This post is part of a series describing a demo project that employs various real-world patterns and tools to provide access to data in a MongoDB database for the DevExtreme grid widgets. You can find the introduction and overview to the post series by following this link.
This post describes the functionality implemented in the devextreme-query-mongodb package, which can easily be used outside the context of the larger demo project that this blog series focuses on.
MongoDB is a NoSQL database that stores documents in collections. It is a commonly used system, and many programming languages and environments have easy access to it with the help of drivers or libraries. There is a very useful “getting started” overview of MongoDB that should be your starting point if you want to consider using MongoDB for your own projects.

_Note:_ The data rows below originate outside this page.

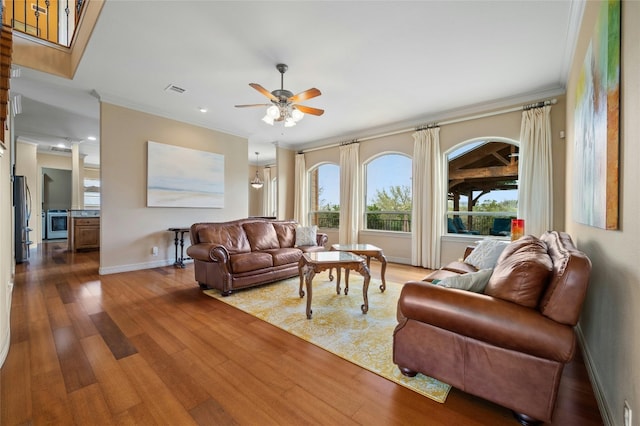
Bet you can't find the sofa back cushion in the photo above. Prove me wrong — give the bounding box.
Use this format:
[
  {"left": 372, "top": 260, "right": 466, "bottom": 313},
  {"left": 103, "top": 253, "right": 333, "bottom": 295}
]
[
  {"left": 484, "top": 235, "right": 553, "bottom": 308},
  {"left": 273, "top": 222, "right": 298, "bottom": 248},
  {"left": 242, "top": 221, "right": 280, "bottom": 251},
  {"left": 540, "top": 231, "right": 591, "bottom": 325},
  {"left": 198, "top": 223, "right": 251, "bottom": 254}
]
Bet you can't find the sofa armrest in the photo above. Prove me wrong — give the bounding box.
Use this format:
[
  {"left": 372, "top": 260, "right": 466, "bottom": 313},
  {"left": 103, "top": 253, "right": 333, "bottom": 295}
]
[
  {"left": 316, "top": 232, "right": 329, "bottom": 247},
  {"left": 398, "top": 281, "right": 575, "bottom": 362},
  {"left": 187, "top": 243, "right": 229, "bottom": 264}
]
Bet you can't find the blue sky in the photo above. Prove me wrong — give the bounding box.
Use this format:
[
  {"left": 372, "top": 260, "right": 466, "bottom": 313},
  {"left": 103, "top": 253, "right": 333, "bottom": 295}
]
[{"left": 320, "top": 152, "right": 518, "bottom": 205}]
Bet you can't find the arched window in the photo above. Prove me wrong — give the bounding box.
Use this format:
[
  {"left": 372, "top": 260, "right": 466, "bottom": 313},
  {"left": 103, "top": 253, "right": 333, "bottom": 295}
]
[
  {"left": 364, "top": 154, "right": 412, "bottom": 232},
  {"left": 447, "top": 138, "right": 518, "bottom": 236},
  {"left": 309, "top": 163, "right": 340, "bottom": 229}
]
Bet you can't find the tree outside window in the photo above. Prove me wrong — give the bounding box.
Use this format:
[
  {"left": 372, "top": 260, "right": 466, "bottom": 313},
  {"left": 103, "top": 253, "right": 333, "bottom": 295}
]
[
  {"left": 365, "top": 154, "right": 412, "bottom": 232},
  {"left": 447, "top": 140, "right": 518, "bottom": 236},
  {"left": 309, "top": 163, "right": 340, "bottom": 229}
]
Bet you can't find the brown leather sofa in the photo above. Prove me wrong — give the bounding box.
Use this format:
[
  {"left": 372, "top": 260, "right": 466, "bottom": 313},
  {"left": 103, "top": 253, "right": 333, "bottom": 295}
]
[
  {"left": 187, "top": 218, "right": 327, "bottom": 296},
  {"left": 393, "top": 231, "right": 591, "bottom": 425}
]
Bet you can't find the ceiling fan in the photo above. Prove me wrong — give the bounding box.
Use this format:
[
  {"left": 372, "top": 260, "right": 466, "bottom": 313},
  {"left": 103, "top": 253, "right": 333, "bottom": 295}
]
[{"left": 236, "top": 64, "right": 324, "bottom": 127}]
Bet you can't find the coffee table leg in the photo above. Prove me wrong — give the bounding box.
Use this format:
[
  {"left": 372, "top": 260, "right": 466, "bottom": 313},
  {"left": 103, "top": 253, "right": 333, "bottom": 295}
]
[
  {"left": 358, "top": 262, "right": 371, "bottom": 314},
  {"left": 376, "top": 252, "right": 387, "bottom": 293},
  {"left": 298, "top": 257, "right": 305, "bottom": 297},
  {"left": 304, "top": 268, "right": 316, "bottom": 319}
]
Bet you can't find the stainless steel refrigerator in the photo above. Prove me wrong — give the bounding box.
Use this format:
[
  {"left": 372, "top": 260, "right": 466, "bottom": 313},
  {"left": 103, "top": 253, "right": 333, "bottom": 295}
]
[{"left": 13, "top": 176, "right": 31, "bottom": 263}]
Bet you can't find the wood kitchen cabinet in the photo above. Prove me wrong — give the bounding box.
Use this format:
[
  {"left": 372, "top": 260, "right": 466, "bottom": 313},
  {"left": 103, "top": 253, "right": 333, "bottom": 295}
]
[{"left": 69, "top": 217, "right": 100, "bottom": 251}]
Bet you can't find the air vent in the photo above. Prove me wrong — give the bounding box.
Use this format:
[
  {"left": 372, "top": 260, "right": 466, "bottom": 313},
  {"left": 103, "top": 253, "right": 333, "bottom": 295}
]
[
  {"left": 164, "top": 84, "right": 186, "bottom": 94},
  {"left": 51, "top": 146, "right": 71, "bottom": 152}
]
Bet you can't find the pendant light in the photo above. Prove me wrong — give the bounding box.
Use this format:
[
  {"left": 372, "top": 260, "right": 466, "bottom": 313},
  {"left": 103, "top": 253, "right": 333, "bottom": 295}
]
[{"left": 251, "top": 152, "right": 264, "bottom": 189}]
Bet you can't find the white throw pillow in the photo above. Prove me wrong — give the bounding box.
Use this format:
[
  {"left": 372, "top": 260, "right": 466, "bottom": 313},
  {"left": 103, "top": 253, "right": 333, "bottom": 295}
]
[
  {"left": 435, "top": 269, "right": 493, "bottom": 293},
  {"left": 464, "top": 238, "right": 509, "bottom": 269},
  {"left": 296, "top": 225, "right": 318, "bottom": 247}
]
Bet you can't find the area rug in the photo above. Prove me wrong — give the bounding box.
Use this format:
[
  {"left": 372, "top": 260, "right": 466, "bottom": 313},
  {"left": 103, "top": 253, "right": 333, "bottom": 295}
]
[{"left": 204, "top": 272, "right": 451, "bottom": 403}]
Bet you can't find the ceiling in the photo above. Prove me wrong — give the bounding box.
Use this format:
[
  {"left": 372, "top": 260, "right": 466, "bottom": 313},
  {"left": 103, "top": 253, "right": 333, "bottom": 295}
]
[{"left": 11, "top": 0, "right": 583, "bottom": 164}]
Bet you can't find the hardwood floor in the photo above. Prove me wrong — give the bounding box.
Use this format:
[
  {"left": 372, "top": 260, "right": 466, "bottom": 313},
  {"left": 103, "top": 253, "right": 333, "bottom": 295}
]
[{"left": 0, "top": 242, "right": 602, "bottom": 426}]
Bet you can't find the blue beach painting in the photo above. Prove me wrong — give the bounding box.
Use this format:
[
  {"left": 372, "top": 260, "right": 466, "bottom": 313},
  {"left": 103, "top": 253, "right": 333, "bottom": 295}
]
[{"left": 147, "top": 141, "right": 224, "bottom": 208}]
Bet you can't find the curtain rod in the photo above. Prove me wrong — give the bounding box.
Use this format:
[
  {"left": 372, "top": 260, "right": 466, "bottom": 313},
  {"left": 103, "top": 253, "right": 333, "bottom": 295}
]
[{"left": 298, "top": 98, "right": 558, "bottom": 154}]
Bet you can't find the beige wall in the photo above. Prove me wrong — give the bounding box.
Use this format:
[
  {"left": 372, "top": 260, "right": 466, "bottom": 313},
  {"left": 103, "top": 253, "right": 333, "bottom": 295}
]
[
  {"left": 100, "top": 102, "right": 249, "bottom": 274},
  {"left": 566, "top": 1, "right": 640, "bottom": 425},
  {"left": 0, "top": 131, "right": 15, "bottom": 366},
  {"left": 298, "top": 96, "right": 566, "bottom": 264}
]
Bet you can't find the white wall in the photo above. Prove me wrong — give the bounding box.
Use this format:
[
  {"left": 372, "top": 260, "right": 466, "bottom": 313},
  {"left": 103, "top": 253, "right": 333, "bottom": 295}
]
[
  {"left": 100, "top": 102, "right": 249, "bottom": 274},
  {"left": 566, "top": 1, "right": 640, "bottom": 426}
]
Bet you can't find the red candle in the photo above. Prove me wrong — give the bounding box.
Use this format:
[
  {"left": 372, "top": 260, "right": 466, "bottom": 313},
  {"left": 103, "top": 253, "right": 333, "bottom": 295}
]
[{"left": 511, "top": 219, "right": 524, "bottom": 241}]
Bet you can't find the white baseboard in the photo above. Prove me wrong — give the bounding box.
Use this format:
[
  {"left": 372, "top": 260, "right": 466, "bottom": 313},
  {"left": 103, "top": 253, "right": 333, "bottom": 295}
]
[
  {"left": 0, "top": 323, "right": 11, "bottom": 367},
  {"left": 575, "top": 324, "right": 614, "bottom": 426},
  {"left": 98, "top": 259, "right": 182, "bottom": 275}
]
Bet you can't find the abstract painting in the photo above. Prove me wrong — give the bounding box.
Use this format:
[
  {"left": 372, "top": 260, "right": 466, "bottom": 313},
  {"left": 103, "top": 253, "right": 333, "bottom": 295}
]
[
  {"left": 573, "top": 0, "right": 620, "bottom": 229},
  {"left": 147, "top": 141, "right": 224, "bottom": 208}
]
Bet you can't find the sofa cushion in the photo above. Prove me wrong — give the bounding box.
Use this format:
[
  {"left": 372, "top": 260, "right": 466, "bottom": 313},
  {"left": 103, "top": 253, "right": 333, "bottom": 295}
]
[
  {"left": 464, "top": 238, "right": 509, "bottom": 269},
  {"left": 266, "top": 247, "right": 302, "bottom": 266},
  {"left": 242, "top": 222, "right": 280, "bottom": 251},
  {"left": 484, "top": 235, "right": 553, "bottom": 308},
  {"left": 540, "top": 231, "right": 591, "bottom": 326},
  {"left": 433, "top": 269, "right": 493, "bottom": 293},
  {"left": 198, "top": 223, "right": 251, "bottom": 254},
  {"left": 273, "top": 222, "right": 298, "bottom": 248},
  {"left": 229, "top": 251, "right": 273, "bottom": 274},
  {"left": 296, "top": 225, "right": 318, "bottom": 247}
]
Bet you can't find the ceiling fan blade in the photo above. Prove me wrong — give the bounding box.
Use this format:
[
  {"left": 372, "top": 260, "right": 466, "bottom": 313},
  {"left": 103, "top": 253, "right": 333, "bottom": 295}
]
[
  {"left": 287, "top": 87, "right": 322, "bottom": 102},
  {"left": 249, "top": 83, "right": 278, "bottom": 101},
  {"left": 294, "top": 105, "right": 324, "bottom": 115},
  {"left": 235, "top": 104, "right": 271, "bottom": 108}
]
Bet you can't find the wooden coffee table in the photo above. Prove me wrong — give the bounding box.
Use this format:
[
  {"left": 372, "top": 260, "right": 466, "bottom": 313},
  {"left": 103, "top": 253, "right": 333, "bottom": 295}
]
[
  {"left": 329, "top": 244, "right": 387, "bottom": 293},
  {"left": 298, "top": 251, "right": 371, "bottom": 319}
]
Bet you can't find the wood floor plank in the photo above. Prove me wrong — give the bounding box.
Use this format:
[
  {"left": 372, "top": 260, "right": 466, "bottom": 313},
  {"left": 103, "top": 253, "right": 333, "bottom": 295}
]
[
  {"left": 53, "top": 327, "right": 97, "bottom": 392},
  {"left": 132, "top": 334, "right": 209, "bottom": 410},
  {"left": 118, "top": 354, "right": 196, "bottom": 426},
  {"left": 0, "top": 341, "right": 32, "bottom": 425},
  {"left": 69, "top": 383, "right": 114, "bottom": 426},
  {"left": 90, "top": 312, "right": 138, "bottom": 359},
  {"left": 81, "top": 335, "right": 142, "bottom": 415}
]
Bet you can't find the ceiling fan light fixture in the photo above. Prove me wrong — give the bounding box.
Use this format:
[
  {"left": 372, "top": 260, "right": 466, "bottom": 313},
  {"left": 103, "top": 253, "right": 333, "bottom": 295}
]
[
  {"left": 267, "top": 105, "right": 280, "bottom": 120},
  {"left": 250, "top": 152, "right": 264, "bottom": 189},
  {"left": 291, "top": 108, "right": 304, "bottom": 122}
]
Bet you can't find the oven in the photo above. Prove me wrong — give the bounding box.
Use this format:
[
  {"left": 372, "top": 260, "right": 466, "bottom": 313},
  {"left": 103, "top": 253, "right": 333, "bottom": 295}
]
[{"left": 46, "top": 210, "right": 67, "bottom": 240}]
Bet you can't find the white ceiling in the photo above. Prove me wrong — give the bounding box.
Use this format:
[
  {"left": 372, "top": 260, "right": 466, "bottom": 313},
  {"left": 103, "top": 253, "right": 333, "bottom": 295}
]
[{"left": 11, "top": 0, "right": 583, "bottom": 168}]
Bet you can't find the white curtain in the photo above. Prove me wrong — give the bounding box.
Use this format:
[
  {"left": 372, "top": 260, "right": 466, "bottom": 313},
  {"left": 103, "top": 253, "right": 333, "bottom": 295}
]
[
  {"left": 411, "top": 127, "right": 446, "bottom": 269},
  {"left": 293, "top": 154, "right": 309, "bottom": 226},
  {"left": 518, "top": 106, "right": 553, "bottom": 236},
  {"left": 338, "top": 143, "right": 363, "bottom": 244},
  {"left": 262, "top": 167, "right": 273, "bottom": 216}
]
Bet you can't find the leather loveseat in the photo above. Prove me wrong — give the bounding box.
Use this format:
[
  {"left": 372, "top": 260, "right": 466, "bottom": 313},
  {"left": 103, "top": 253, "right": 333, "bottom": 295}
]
[
  {"left": 187, "top": 218, "right": 327, "bottom": 296},
  {"left": 393, "top": 231, "right": 591, "bottom": 425}
]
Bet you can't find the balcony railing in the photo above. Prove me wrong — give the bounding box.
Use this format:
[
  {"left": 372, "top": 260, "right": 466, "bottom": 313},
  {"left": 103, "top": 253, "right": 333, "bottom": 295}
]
[
  {"left": 447, "top": 211, "right": 516, "bottom": 237},
  {"left": 365, "top": 211, "right": 411, "bottom": 232},
  {"left": 2, "top": 0, "right": 87, "bottom": 47}
]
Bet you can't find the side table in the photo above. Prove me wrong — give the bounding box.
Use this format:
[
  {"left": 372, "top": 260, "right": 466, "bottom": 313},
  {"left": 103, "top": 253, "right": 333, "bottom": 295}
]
[
  {"left": 331, "top": 244, "right": 387, "bottom": 293},
  {"left": 168, "top": 228, "right": 191, "bottom": 268}
]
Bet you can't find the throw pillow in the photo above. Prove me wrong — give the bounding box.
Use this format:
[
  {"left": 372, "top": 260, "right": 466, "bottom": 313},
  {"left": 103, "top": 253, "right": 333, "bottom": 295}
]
[
  {"left": 464, "top": 238, "right": 509, "bottom": 269},
  {"left": 484, "top": 235, "right": 553, "bottom": 308},
  {"left": 296, "top": 225, "right": 318, "bottom": 247},
  {"left": 433, "top": 269, "right": 493, "bottom": 293}
]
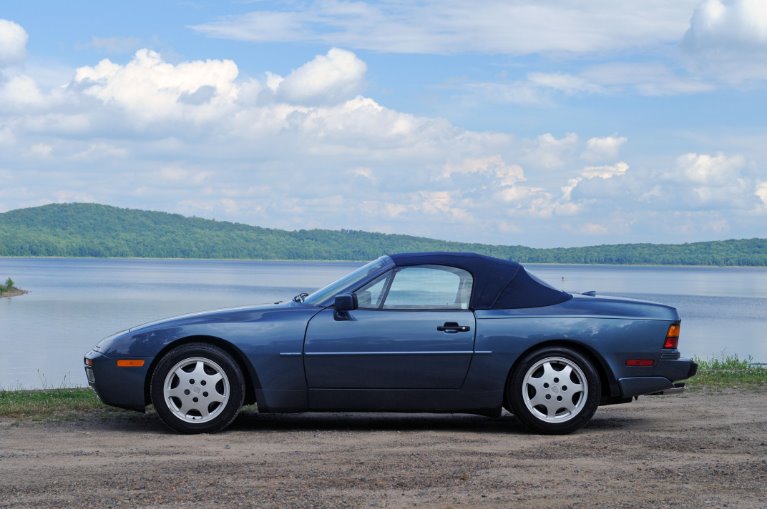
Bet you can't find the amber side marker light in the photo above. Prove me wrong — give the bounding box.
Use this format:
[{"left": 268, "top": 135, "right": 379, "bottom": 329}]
[
  {"left": 117, "top": 359, "right": 144, "bottom": 368},
  {"left": 663, "top": 323, "right": 681, "bottom": 349},
  {"left": 626, "top": 359, "right": 655, "bottom": 367}
]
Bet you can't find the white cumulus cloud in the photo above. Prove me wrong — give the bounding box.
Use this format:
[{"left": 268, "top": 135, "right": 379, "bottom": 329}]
[
  {"left": 73, "top": 49, "right": 238, "bottom": 121},
  {"left": 581, "top": 136, "right": 628, "bottom": 161},
  {"left": 276, "top": 48, "right": 367, "bottom": 104},
  {"left": 682, "top": 0, "right": 767, "bottom": 84}
]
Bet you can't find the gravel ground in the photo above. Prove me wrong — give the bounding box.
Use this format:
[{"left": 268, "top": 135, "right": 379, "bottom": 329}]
[{"left": 0, "top": 387, "right": 767, "bottom": 508}]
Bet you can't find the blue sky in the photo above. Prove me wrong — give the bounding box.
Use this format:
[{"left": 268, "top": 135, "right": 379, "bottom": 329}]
[{"left": 0, "top": 0, "right": 767, "bottom": 247}]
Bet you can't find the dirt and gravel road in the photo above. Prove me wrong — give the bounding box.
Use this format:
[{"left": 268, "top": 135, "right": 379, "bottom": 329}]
[{"left": 0, "top": 387, "right": 767, "bottom": 508}]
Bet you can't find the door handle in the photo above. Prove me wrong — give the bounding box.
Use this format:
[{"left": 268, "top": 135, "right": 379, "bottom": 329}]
[{"left": 437, "top": 322, "right": 471, "bottom": 334}]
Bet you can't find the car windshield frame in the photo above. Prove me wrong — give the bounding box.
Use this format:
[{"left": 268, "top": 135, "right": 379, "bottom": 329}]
[{"left": 304, "top": 255, "right": 395, "bottom": 307}]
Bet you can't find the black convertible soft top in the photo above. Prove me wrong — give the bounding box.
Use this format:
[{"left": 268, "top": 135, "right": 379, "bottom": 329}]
[{"left": 389, "top": 252, "right": 572, "bottom": 309}]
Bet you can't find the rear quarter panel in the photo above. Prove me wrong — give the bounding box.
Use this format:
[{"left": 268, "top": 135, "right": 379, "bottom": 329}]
[{"left": 465, "top": 296, "right": 679, "bottom": 401}]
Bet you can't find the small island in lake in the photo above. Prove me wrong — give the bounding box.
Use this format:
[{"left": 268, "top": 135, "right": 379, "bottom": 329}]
[{"left": 0, "top": 278, "right": 29, "bottom": 297}]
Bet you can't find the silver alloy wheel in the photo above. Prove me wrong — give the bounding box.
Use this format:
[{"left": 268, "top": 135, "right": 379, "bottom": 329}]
[
  {"left": 162, "top": 357, "right": 231, "bottom": 424},
  {"left": 522, "top": 357, "right": 589, "bottom": 423}
]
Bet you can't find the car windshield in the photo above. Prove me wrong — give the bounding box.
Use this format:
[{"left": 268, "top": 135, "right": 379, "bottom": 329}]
[{"left": 304, "top": 256, "right": 394, "bottom": 306}]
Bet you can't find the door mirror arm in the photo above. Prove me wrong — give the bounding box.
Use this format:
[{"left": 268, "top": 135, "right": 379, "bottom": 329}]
[{"left": 333, "top": 293, "right": 358, "bottom": 321}]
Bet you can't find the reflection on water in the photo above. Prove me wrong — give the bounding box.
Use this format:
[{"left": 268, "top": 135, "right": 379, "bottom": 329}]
[{"left": 0, "top": 258, "right": 767, "bottom": 389}]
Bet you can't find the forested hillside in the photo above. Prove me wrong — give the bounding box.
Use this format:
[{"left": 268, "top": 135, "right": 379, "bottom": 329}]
[{"left": 0, "top": 203, "right": 767, "bottom": 266}]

From the SQL point of view, MongoDB collections are similar to tables. They are containers that contain documents, which are similar to table rows. However, documents are much more flexible and each document can differ from others in the same collection and contain nested structures. For purposes of querying data, collections are the starting points, just like tables are in SQL databases. Joins are not common with NoSQL databases, and while MongoDB supports joins for certain types of queries, these capabilities are not used by the project described here.
DevExtreme loadOptions
The goal for the implementation of devextreme-query-mongodb was to create an interface between the Custom Store querying functionality supplied by DevExtreme and the MongoDB APIs. All queries should utilize MongoDB server functionality, if possible.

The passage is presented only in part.